What Was True Then is True Now

January 14th, 2009 · No Comments · Eastward to Tartary, Middle East, Quotes, Robert D. Kaplan

Earlier, I handpicked a few quotes from Robert Kaplan’s Eastward to Tartary that offered insight into today’s geopolitical situation, even though they were written nearly a decade ago. I’d like to share one more.

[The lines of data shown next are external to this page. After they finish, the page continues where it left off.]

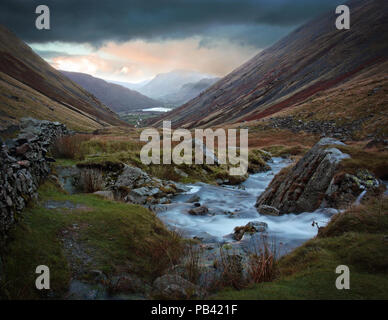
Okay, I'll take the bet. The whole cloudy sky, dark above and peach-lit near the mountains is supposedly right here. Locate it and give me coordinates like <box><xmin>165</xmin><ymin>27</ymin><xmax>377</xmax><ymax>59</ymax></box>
<box><xmin>0</xmin><ymin>0</ymin><xmax>344</xmax><ymax>82</ymax></box>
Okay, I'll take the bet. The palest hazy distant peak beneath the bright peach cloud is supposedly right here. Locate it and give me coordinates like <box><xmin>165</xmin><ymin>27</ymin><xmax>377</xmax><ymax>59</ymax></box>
<box><xmin>138</xmin><ymin>70</ymin><xmax>209</xmax><ymax>99</ymax></box>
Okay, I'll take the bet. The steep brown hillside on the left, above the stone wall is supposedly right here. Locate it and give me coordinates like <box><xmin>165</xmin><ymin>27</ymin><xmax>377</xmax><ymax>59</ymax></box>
<box><xmin>0</xmin><ymin>25</ymin><xmax>127</xmax><ymax>130</ymax></box>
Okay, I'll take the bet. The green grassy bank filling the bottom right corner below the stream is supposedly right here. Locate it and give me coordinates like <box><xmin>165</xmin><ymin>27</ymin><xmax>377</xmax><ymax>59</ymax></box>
<box><xmin>213</xmin><ymin>198</ymin><xmax>388</xmax><ymax>299</ymax></box>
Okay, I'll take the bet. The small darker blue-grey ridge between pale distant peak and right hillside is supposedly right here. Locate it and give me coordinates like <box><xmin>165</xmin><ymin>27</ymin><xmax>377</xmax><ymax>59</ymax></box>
<box><xmin>159</xmin><ymin>78</ymin><xmax>220</xmax><ymax>106</ymax></box>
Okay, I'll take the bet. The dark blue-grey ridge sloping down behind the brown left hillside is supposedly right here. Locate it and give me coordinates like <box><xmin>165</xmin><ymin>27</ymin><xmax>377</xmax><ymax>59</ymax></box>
<box><xmin>61</xmin><ymin>71</ymin><xmax>163</xmax><ymax>113</ymax></box>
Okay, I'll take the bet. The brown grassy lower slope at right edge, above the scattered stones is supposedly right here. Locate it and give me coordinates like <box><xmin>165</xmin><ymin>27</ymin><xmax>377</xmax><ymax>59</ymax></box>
<box><xmin>272</xmin><ymin>61</ymin><xmax>388</xmax><ymax>139</ymax></box>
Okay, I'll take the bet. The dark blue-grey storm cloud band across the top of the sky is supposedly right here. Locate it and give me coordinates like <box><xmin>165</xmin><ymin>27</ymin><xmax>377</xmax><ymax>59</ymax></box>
<box><xmin>0</xmin><ymin>0</ymin><xmax>341</xmax><ymax>46</ymax></box>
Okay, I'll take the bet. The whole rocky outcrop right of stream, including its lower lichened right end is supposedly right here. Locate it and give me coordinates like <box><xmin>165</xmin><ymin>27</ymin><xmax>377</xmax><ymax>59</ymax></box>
<box><xmin>256</xmin><ymin>138</ymin><xmax>382</xmax><ymax>214</ymax></box>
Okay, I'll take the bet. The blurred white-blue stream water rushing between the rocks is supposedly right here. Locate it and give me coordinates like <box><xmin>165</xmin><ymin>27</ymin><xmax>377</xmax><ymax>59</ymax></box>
<box><xmin>158</xmin><ymin>158</ymin><xmax>337</xmax><ymax>252</ymax></box>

While Israel’s security phobia might at times seem extreme, life in Israel taught me that the liberal-humanist tendancy to see politics primarily in moral terms could be no less so. In Israel I often met foreign journalists who demanded absolute justice for the Palestinians and talked constantly about morality in politics, which in practice meant that anyone who disagreed with them was “immoral.” You couldn’t argue with these people. Meanwhile, my right-wing neighbors in a poor, Oriental part of Jewish Jerusalem sought absolute security. You couldn’t argue with them, either, but atleast their arguments were grounded in concrete self-interest and not absolute moral terms. . . . Self-interest at its healthiest implicitly recognizes the self-interest of others, and therein lies the possibility of compromise. A rigid moral position admits few compromises.

–Page 185 (emphasis in the original)

Kaplan’s assessment of the Israel-Palestinian situation reminds me of a famous Golda Meir quote: “[The Arabs] will stop fighting us when they love their children more than they hate [Jews].”